Calculate Forest stands by Forest Stands
Functional Overview
Calculate forest stands by forest stands for each point cloud data,can calculate many kinds of forest metrics.The metrics include Elevation Metrics, Intensity Metrics, Canopy Cover, Leaf Area Index, and Gap Fraction. For each point cloud data, a record will be generated and stored in a CSV file.
Usage
Click ALS Forest > Forest Metrics > Calculate Forest Metrics by Forest Stands to generate the selected forest metrics.
Parameters Settings
- Input data: Ensure that each input point cloud data is normalized; the input file can be a single data file or a point cloud data set; the file(s) to be processed must be opened in the LiDAR360 software.
- Height Break (meter) (default value is "2"): The threshold to divide the data in vertical direction. The point cloud above this height will be used to calculate the forest metrics. The default value is 2m.
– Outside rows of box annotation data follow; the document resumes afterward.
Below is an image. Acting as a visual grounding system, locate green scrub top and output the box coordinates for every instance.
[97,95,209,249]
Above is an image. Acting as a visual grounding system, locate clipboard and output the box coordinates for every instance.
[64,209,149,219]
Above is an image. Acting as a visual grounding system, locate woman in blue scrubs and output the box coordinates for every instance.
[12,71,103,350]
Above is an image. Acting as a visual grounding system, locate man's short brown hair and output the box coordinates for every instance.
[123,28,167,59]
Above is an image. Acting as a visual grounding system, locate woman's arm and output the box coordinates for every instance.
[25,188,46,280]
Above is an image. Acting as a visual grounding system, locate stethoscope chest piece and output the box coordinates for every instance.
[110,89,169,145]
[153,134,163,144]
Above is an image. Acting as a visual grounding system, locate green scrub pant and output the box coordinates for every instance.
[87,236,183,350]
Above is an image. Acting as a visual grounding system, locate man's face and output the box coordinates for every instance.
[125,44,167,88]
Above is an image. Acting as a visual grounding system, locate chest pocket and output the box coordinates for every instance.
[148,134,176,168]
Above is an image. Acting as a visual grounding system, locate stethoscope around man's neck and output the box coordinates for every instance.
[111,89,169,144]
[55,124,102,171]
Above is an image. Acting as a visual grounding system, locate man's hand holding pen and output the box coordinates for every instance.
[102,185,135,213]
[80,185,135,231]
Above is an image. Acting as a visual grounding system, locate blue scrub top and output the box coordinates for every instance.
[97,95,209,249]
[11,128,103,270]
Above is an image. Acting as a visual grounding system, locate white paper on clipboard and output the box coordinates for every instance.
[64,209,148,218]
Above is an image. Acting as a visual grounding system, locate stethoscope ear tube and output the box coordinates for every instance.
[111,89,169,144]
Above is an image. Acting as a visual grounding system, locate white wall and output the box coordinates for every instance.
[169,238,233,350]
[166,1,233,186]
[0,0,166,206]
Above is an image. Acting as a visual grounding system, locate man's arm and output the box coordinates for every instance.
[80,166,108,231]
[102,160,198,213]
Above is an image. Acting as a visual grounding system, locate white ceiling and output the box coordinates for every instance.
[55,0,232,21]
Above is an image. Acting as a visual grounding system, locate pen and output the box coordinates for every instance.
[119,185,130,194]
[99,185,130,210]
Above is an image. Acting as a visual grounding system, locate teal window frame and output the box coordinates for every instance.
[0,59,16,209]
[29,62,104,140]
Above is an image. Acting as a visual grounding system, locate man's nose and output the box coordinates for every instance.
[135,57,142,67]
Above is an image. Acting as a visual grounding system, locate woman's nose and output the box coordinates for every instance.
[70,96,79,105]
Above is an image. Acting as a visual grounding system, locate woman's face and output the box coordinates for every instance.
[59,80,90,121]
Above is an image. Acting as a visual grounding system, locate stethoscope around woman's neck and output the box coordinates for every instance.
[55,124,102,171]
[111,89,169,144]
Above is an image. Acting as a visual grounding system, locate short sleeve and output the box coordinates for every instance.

- Extinction Coefficient (default "0.5"): A mathematical expression of leaf probability distribution in three-dimensional space, which is related to vegetation type, leaf angle, and beam direction. According to the empirical formula, the user can determine the value of leaf angle distribution according to the actual situation of the forest. Studies have shown that the elliptic distribution of leaf angle, which has a leaf angle distribution value of 0.5, may be applicable to the actual situation.
- Output Path: Output path. After running, each input point cloud data file will generate a corresponding CSV file or a set of TIFF files, which can be used as independent variables in regression analysis.
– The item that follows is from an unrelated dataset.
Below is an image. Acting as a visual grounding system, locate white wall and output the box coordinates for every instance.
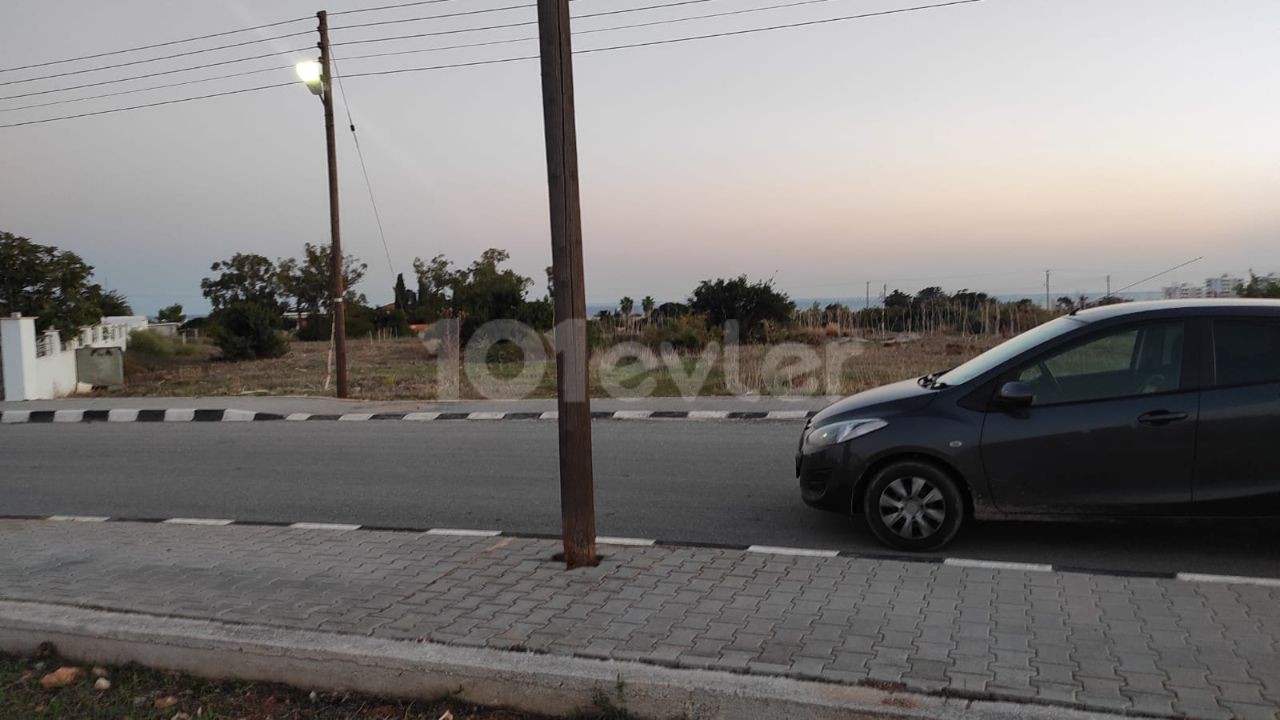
[0,316,132,400]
- Default: Restore the height threshold and leaf inclination angle distribution to the default values.
Note: Only when the point cloud data is loaded in the software can you use the Elevation Metrics function; otherwise, the message "There is no point cloud data meeting the conditions of calculation!" will pop up. If the maximum Z value of the point cloud is greater than 200 or the maximum Z minus the minimum Z is greater than 200, the data is considered to be unnormalized, and the software will pop up the prompt message shown in the figure below, click "YES", this type of data Still participating in the calculation, click "NO", this type of data will not participate in the calculation, and the user can re-select the data that meets the conditions.